In the shadow of this pandemic I believe we all now need to empower ourselves, and each other, to speak up and speak out, rather than simply leaving it to others to fight our corner. Nowhere is this need more urgent than in the context of safeguarding for children.
As a career educator, I have a strongly held philosophical belief in the importance of critical thinking and in freedom of speech. I challenge orthodoxies when I encounter them and then publicly share my thoughts, always careful to maintain respect for other people’s differing views and trying always to remain open to changing my existing opinions.
I don’t suggest this is a new idea: educators and thinkers have adopted this approach to life for millennia, with philosophers such as Socrates using this method of thinking and communicating since the time of ancient Greece.
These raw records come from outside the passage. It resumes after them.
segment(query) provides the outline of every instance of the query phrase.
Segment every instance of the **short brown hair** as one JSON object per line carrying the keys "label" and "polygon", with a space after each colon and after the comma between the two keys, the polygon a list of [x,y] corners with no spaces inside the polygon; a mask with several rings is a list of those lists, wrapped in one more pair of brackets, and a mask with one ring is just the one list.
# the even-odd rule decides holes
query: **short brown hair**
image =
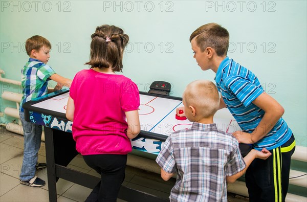
{"label": "short brown hair", "polygon": [[220,107],[220,94],[216,86],[210,81],[198,80],[189,83],[183,93],[186,104],[193,106],[200,116],[213,116]]}
{"label": "short brown hair", "polygon": [[91,57],[85,64],[91,68],[111,67],[114,72],[121,72],[123,54],[129,36],[121,28],[104,25],[97,27],[91,37]]}
{"label": "short brown hair", "polygon": [[227,30],[216,23],[203,25],[190,36],[190,42],[196,37],[196,42],[204,52],[207,47],[214,49],[219,56],[226,55],[229,46],[229,33]]}
{"label": "short brown hair", "polygon": [[26,41],[27,54],[30,56],[32,50],[38,52],[44,46],[51,49],[51,44],[47,39],[41,36],[33,36]]}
And yet, though we like to think that we live in an advanced and progressive liberal democracy, we now find that challenging orthodoxies has become one of the greatest taboos. Critical thinking is frequently assigned to the realms of the conspiracy theorist and pointing out the obvious can become a punishable offence with sanctions delivered both by zealous authorities and by our fellow citizens.
There is an increasing number of people who now say that they opposed many of the government’s pandemic responses but didn’t make their views public at the time. Individuals who had recognised the potential harms caused by lockdowns, masks or the vaccine mandates but stayed silent. The minority who did speak openly about their concerns were often attacked, which no doubt will have played a part in others’ self-censorship. But, if more people had publicly voiced their concerns, I’m sure we could have collectively prevented at least some of the unnecessary harms unleashed on us, and on our children.
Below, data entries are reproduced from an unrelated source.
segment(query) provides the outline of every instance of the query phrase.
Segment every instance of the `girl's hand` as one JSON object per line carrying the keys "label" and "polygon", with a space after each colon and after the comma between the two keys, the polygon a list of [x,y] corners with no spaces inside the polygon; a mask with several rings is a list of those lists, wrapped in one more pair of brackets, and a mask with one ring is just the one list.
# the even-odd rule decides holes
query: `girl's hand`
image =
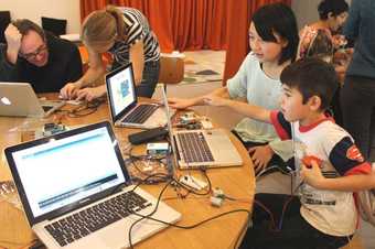
{"label": "girl's hand", "polygon": [[96,98],[99,98],[106,94],[106,89],[103,87],[87,87],[77,93],[77,100],[86,100],[92,101]]}
{"label": "girl's hand", "polygon": [[194,105],[191,99],[183,99],[183,98],[169,98],[168,104],[170,107],[174,109],[186,109]]}
{"label": "girl's hand", "polygon": [[215,95],[206,95],[204,96],[203,101],[208,106],[223,107],[226,106],[227,99]]}

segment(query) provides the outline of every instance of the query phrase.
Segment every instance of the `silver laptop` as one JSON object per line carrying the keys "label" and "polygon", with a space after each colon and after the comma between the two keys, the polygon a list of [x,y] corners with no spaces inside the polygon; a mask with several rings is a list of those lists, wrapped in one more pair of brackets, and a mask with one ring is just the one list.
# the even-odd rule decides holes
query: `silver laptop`
{"label": "silver laptop", "polygon": [[[167,117],[168,106],[165,91],[162,91]],[[180,169],[240,166],[243,159],[223,129],[210,130],[173,130],[168,119],[168,130],[172,150],[176,154]]]}
{"label": "silver laptop", "polygon": [[0,116],[47,117],[65,105],[63,100],[40,100],[29,83],[0,83]]}
{"label": "silver laptop", "polygon": [[167,124],[163,107],[137,101],[131,63],[108,73],[106,86],[109,110],[116,127],[152,129]]}
{"label": "silver laptop", "polygon": [[[133,212],[167,223],[181,218],[130,185],[107,121],[7,148],[6,156],[30,226],[50,249],[129,247],[130,226],[140,219]],[[165,227],[146,218],[131,230],[131,241]]]}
This is why it is so important that we create a cultural landscape within which different opinions can be freely expressed. And I believe that we each have a significant role to play in bringing this about. Speaking our truth about controversial or sensitive subjects and ending this culture of self-censorship and fear. If we don’t do this, we risk repeating the mistakes of the past few years. Watching in silence at harms taking place around us instead of standing up and speaking our truth. Critical thinking and free speech are not dangerous. They are what free and democratic societies are built upon. Fight for them and they — and we — will flourish. Leave it to others and we risk losing our hard-won civic freedoms forever: a future for our children which none of us want to see.
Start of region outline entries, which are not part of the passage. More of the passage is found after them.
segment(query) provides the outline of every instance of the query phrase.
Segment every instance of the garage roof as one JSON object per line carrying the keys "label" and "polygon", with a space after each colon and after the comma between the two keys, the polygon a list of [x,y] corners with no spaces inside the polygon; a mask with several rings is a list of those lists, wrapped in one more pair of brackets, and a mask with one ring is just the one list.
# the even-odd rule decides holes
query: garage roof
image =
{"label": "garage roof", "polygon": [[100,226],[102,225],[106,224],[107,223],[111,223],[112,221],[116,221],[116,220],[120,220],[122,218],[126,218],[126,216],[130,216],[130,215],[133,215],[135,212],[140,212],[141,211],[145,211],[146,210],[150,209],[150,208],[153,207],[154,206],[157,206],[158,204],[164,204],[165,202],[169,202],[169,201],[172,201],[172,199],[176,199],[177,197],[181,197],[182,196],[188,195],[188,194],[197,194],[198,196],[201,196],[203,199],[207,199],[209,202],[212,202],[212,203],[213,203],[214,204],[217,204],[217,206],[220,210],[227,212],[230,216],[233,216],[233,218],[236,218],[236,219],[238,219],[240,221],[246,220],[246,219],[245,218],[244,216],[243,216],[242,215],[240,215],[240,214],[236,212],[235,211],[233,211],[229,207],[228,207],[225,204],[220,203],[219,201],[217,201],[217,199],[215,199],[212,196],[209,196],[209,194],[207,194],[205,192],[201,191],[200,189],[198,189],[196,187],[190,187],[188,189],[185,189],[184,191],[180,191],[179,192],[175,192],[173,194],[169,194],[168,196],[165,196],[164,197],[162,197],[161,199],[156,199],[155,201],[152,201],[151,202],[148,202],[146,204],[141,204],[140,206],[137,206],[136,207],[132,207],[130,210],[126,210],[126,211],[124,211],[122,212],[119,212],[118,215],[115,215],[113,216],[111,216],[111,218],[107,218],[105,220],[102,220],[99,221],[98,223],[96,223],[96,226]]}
Many thanks to UsForThem for the original
As I read this afresh I’m moved to wonder how I might have responded if I had been transported to be, if not a Chief Youth Officer, some brand of Senior Manager within the remains of Services for Young People. Would I have had the bottle to stand my ground and report to politicians and bureaucrats my principled and informed opposition to the closure of playgrounds and youth centres, to express my concern that the imposition of masks and social distancing had no solid empirical basis and would undermine the very foundations of relational education? I like to think so but it’s easy to be brave from a distance. Certainly, it seems likely that when word got out about such a stance, whatever my track record, I would have become persona non grata overnight. Quite how this immediate, damning and long-lasting judgement of my worth squares with the person-centred, process-led and forgiving youth and community work tradition of yesteryear [?] is for another time.